Kanun hakime, aşırı nitelikteki rekabet yasağını sınırlandırma yetkisi bahsetmiştir. Buna göre, Hâkim, aşırı nitelikteki rekabet yasağını, bütün durum ve koşulları serbestçe değerlendirmek ve işverenin üstlenmiş olabileceği karşı edimi de hakkaniyete uygun biçimde göz önünde tutmak suretiyle, kapsamı veya süresi bakımından sınırlayabilir.

 İşçi ile işveren arasında rekabet yasağını öngören düzenleme, işyeri devri halinde de kural olarak geçerliliğini sürdürür. Devralan işverenin başka bir amaca yönelmesi ve faaliyet alanını değiştirmesi halinde ise rekabet yasağı sona erer.

–          REKABET YASAĞININ İHLALİ

Rekabet yasağının ihlali sonucunda işçi, işverenin bu yasağın ihlali sonucu olarak uğradığı tüm zararları gidermekle yükümlü olur.
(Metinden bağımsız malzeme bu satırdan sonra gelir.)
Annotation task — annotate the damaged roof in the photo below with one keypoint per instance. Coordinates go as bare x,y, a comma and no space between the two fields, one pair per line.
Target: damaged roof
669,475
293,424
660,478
Tarafların rekabet yasağı için cezai şart belirlemekle serbesttir. Ancak, zarar cezai şart miktarından fazla ise, işçi bu miktarı aşan zararı da gidermek zorundadır. Sözleşmede yazılı olması, ve ihlal edilen menfaatin önemi haklı gösterdiği ölçüde, işveren zarar ve cezai şartın yanında yasağa aykırı davranışa zor verilmesini de talep edebilir. Rekabet yasağının ihlaline bağlı taraflarca kararlaştırılmış olan belli bir ödemeyi öngören yaptırım, niteliği itibari ile bir cezai şart hükmüdür. Cezai şart feri nitelikte bir borç olup, geçerliliği asıl borcun geçerliliğine bağlıdır. Dolayısıyla rekabet yasağının geçersiz olması halinde (yazılı olmaması, yer süre nitelik bakımından sınırlamalara uymaması halinde) halinde, bu yasağa dayanan cezai şart da geçersiz olacaktır.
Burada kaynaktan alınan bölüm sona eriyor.